This drawing will appear as M2341 in Dr Libby Horner's forthcoming Catalogue Raisonne.
The Grand Trunk Railway London headquarters, at Cockspur Street, were designed by Sir Aston Webb (1849-1930).Brangwyn painted a mural frieze in tempera circa 1909.
It is surprising to learn that, other than as an apprentice to William Morris (1882), Brangwyn had no formal artistic training. While his near contemporaries Augustus John (1878-1961) and William Orpen (1878-1931) arguably had greater technical facility, Brangwyn’s vigorous approach to drawing and directness of observation place him amongst the greatest draughtsman of Twentieth Century British art. As the art critic T. W. Earp constated, ‘It is in the drawings ... that the key to Brangwyn’s greatness is to be found’.
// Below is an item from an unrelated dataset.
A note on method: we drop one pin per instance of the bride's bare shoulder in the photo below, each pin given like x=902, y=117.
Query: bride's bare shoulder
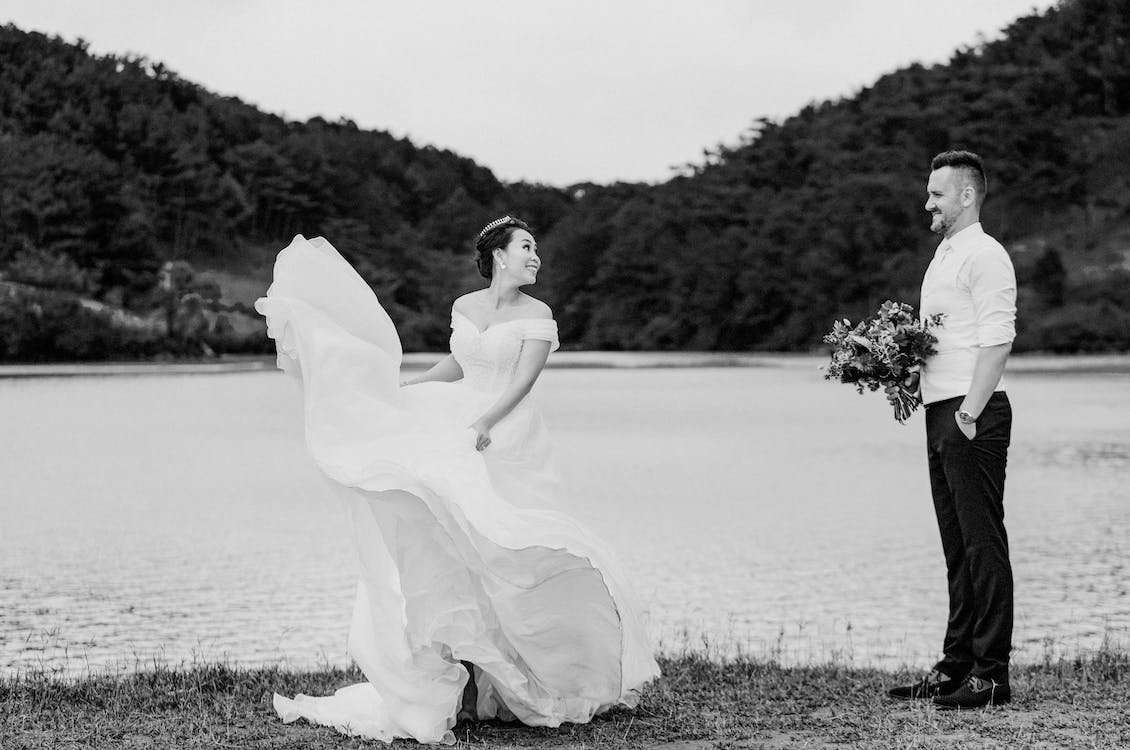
x=535, y=307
In 1952, in the Preface to the Brangwyn exhibition at the Royal Academy, Gerald Kelly (1879-1972) made the apt, but unlikely comparison between Brangwyn’s drawings and cricket:
Besides loving painting, I have very much loved watching cricket. There were great cricketers in the old days, and one of the finest of them was Archie MacLaren. When he drove through the covers it was a most majestic and splendid thing to see. Brangwyn’s drawings give me exactly the same thrill.
We are grateful to Dr Libby Horner for assistance.